Past week, I came across two programming initiatives to uncover Twitter bots and one attempt to identify fake Instagram accounts.
Mike Kearney developed the R package
botornot which applies machine learning to estimate the probability that a Twitter user is a bot. His default model is a gradient boosted model trained using both users-level (bio, location, number of followers and friends, etc.) and tweets-level information (number of hashtags, mentions, capital letters, etc.). This model is 93.53% accurate when classifying bots and 95.32% accurate when classifying non-bots. His faster model uses only the user-level data and is 91.78% accurate when classifying bots and 92.61% accurate when classifying non-bots. Unfortunately, the models did not classify my account correctly (see below), but you should definitely test yourself and your friends via this Shiny application.
botornot can be integrated with Mike’s
Scraping Dirty Bots
At around the same time, I read this very interesting blog by Andy Patel.
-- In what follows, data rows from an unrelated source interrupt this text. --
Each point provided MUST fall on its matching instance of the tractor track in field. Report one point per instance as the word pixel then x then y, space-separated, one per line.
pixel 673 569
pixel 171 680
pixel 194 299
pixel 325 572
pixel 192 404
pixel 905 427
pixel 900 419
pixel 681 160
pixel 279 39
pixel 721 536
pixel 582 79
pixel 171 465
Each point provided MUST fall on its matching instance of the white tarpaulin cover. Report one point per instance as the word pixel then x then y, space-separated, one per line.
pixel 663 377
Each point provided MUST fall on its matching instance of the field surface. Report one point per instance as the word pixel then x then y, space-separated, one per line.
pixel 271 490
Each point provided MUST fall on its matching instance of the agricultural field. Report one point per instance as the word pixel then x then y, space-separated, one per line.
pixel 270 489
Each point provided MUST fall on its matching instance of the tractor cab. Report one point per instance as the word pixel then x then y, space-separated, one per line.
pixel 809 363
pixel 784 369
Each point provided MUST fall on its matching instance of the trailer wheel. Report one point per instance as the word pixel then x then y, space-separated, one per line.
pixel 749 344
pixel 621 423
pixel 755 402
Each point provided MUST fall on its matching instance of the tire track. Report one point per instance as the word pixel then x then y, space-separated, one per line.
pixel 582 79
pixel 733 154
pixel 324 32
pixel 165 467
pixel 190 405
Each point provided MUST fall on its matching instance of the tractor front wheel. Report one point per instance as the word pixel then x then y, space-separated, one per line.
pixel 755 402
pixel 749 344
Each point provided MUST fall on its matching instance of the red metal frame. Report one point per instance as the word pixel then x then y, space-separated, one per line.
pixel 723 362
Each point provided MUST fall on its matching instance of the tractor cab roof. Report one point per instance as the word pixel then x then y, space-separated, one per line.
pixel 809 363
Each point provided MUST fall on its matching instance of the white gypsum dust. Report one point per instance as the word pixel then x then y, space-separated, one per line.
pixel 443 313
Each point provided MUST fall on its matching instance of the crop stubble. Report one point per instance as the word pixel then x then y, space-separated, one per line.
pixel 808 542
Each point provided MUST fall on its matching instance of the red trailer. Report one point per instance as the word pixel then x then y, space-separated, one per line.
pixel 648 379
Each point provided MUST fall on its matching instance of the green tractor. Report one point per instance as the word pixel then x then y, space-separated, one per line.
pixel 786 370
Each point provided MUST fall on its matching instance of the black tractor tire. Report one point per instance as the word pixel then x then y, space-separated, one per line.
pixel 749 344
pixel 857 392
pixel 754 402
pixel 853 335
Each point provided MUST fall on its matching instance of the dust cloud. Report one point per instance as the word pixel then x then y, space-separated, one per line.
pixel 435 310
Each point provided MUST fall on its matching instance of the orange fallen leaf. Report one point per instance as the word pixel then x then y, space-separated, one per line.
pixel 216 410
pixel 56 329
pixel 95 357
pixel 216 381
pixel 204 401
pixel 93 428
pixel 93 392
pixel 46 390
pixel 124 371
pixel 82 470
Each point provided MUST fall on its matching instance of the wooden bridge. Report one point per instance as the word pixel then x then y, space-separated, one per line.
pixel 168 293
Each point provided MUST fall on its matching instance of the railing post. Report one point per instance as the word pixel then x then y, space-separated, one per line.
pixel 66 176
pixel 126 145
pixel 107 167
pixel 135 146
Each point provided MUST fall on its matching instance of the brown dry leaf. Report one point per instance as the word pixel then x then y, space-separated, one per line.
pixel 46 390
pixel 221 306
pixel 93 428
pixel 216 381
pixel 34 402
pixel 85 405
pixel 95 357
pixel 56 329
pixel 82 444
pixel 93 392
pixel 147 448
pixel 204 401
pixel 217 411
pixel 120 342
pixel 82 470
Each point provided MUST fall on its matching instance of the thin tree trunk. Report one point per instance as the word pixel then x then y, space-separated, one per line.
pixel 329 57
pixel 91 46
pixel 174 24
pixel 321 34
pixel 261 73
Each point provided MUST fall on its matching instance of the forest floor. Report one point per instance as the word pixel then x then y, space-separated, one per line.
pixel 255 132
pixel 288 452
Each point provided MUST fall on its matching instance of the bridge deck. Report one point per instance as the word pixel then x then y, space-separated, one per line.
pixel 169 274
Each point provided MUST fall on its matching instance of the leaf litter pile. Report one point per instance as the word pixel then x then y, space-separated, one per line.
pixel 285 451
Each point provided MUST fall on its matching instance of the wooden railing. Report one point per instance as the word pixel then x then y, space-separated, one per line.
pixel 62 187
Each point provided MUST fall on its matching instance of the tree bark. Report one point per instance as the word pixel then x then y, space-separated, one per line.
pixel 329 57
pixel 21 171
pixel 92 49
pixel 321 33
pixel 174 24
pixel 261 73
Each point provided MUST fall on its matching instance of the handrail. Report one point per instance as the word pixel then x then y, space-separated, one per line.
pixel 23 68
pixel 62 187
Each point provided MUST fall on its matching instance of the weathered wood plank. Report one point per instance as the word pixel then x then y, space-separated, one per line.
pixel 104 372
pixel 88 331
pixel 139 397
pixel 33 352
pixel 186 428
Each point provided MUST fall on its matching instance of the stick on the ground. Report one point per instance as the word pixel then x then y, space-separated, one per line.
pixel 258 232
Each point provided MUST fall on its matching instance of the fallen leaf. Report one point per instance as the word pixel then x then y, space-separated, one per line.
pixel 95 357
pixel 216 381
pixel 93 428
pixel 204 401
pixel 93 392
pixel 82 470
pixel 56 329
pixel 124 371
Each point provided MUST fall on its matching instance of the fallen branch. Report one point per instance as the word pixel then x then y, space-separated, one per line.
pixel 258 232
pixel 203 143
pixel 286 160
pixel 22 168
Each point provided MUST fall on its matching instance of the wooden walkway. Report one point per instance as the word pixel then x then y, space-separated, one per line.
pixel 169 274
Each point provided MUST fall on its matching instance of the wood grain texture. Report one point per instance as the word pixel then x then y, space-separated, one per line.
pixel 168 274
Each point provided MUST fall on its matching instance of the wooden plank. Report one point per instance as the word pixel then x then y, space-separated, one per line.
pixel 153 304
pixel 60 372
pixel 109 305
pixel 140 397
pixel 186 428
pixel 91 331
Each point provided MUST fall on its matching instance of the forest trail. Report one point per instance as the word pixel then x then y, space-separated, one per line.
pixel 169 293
Annoyed by the fake Twitter accounts that kept liking and sharing his tweets, Andy wrote a Python script called
pronbot_search. It’s an iterative search algorithm which Andy seeded with the dozen fake Twitter accounts that he identified originally. Subsequently, the program iterated over the friends and followers of each of these fake users, looking for other accounts displaying similar traits (e.g., similar description, including an URL to a sex-website called “Dirty Tinder”).
Whenever a new account was discovered, it was added to the query list, and the process continued. Because of the Twitter API restrictions, the whole crawling process took literal days before Andy manually terminated it. The results are just amazing:
The full bot network uncovered by Andy included 22.000 fake Twitter accounts:
The bot network on Twitter is probably enormous! Zooming in on the network, Andy notes that:
Pretty much the same pattern I’d seen after one day of crawling still existed after one week. Just a few of the clusters weren’t “flower” shaped.
Andy Patel, March 2018, link
In his blog, Andy continues to look at all kind of data on these fake accounts. I found most striking that many of these account are years and years old already. Potentially, Twitter can use Mike Kearney’s botornot application to spot and remove them!
Andy was nice enough to share the data on these bot accounts here, for you to play with. His Python code is stored in the same github repo and more details around this project you can read in his original blog.
Fake Instagram Accounts
Finally, SRFdata (Timo Grossenbacher) attempted to uncover fake Instagram followers among the 7 million followers in the network of 115 important Swiss Instagram influencers in R. Magi Metrics was used to retrieve information for public Instagram accounts and
rvest for private accounts. Next, clear fake accounts (e.g., little followers, following many, no posts, no profile picture, numbers in name) were labelled manually, and approximately 10% of the inspected 1000 accounts appeared fake. Finally, they trained a random forest model to classify fake accounts with a sensitivity (true negative) rate of 77.4% and an overall accuracy of around 94%.
3 thoughts on “Identifying “Dirty” Twitter Bots with R and Python”
If the overwhelming majority of accounts were not-bots (say 98% for the sake of argument, I don’t know the true numbers), having the classification to yield such similar accuracies on bots and non-bots means that if you randomly select a large number of accounts and classify them, the majority of the ones labelled as bots won’t be (see Bayes rule). Maybe twitter needs to be very cautious — they may need more evidence than just this, even with high accuracy.
Good point Glen, I do not know what training data Mike used but the low rate of bots (in both the population and his sample) may very well be an issue.
Thanks for this informatyive read, I have shared it on Facebook.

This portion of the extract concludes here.